Cet accomplissement n'est pas incompatible avec une réussite sociale, ou le respect d'une tradition, ou encore une quête de sécurité, mais il est prioritaire car il nourrit quelque chose d'existentiel en nous. Abraham Maslow, dans sa hiérarchie des besoins le décrit bien. Nous avons des besoins vitaux qui touchent à la survie physique, des besoins psycho-sociaux d'intégration et d'appartenance qui bâtissent notre identité sociale, mais nous avons aussi des besoins ontiques, sans lesquels la vie n'a pas de saveur réelle. Nourrir ces besoins existentiels est évidemment essentiel au véritable accomplissement.


Dans son livre « foutez-vous la paix », Fabrice Midal évoque s'être toujours senti différent des autres, comme un martien. Ce n'est qu'à partir du moment où il s'est accepté comme « martien », qu'il a commencé à être lui même et a trouvé sa place dans le monde. Car il n'y a rien de plus triste et de plus ridicule que de ne pas s'accepter soi-même, sans concession.

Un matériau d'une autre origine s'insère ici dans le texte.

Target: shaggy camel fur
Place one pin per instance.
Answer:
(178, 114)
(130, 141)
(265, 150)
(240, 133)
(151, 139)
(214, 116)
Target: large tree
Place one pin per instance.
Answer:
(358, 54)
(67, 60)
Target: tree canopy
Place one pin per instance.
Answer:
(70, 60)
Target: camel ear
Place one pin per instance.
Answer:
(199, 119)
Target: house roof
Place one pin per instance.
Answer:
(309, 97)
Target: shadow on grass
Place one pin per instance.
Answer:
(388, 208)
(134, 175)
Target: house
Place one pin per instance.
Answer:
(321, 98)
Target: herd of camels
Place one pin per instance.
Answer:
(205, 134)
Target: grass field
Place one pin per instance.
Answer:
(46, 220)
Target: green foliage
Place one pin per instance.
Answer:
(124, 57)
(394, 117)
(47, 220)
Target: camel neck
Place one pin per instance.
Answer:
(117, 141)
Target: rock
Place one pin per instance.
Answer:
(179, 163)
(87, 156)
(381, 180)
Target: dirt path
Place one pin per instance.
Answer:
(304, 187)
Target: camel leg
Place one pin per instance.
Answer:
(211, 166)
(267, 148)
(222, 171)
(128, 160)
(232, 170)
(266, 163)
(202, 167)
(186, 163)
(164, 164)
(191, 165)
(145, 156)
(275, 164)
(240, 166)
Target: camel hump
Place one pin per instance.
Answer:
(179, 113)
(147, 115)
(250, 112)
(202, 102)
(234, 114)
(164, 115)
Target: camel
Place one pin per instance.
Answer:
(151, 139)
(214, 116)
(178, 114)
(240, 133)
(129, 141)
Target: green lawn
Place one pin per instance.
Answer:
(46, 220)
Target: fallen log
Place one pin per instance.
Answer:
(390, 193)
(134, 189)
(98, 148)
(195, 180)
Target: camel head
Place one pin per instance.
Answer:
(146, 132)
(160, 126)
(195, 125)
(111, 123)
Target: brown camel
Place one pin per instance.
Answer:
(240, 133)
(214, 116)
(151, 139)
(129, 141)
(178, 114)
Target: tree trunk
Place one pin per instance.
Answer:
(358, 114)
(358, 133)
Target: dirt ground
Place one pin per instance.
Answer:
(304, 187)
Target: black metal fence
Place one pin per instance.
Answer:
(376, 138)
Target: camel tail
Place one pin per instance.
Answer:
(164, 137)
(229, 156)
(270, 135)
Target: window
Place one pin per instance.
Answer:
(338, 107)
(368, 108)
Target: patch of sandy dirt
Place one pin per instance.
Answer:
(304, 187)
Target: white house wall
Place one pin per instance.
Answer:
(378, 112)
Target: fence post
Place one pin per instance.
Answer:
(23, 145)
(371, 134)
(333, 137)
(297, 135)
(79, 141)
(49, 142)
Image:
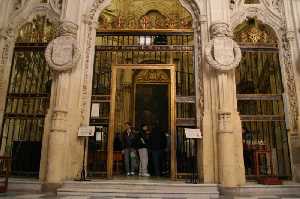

Lorsque j'ai quitté une existence sécurisante mais trop étriquée pour moi, j'ai commencé à laisser vivre ma propre forme, mes aspérités, mes particularités. Ce faisant, la vie m'accompagne, je la sens vraiment me traverser. Et cela a apaisé de nombreuses tensions. La vie est le danseur, et vous êtes la danse nous dit Eckart Tollé. J'ai plusieurs fois lu cette citation que je ne comprenais pas très bien. Aujourd'hui je sens le danseur guider mes mouvements. La vie devient comme une inspiration, une intuition, elle se déroule sous nos pas au gré de notre musique intérieure. Elle n'est pas figée, elle n'est ni sécurisée par des assurances ni contenue par un moule extérieur. La vie s'écrit, se danse, se dessine, se compose.


Je ne récuse pas les années vécues loin de mon Être intime qui enfin a pris sa place. Parce que c'est le vide intérieur et le sentiment d’incongruité qui m'ont permis de parcourir ce chemin pour me retrouver. Je finirai par cette phrase de Khaled Roumo que je trouve très inspirante, et qui m'a été soufflée par Thierry Tournebise, un homme tout aussi inspirant, dont je vous parlerai plus longuement une autre fois, La faille en soi est un chemin vers Soi. Nos difficultés sont une voie d'accès, pour revenir à nous-mêmes. Mais il faut d'abord accepter de la voir, cette faille. Et l'accueillir.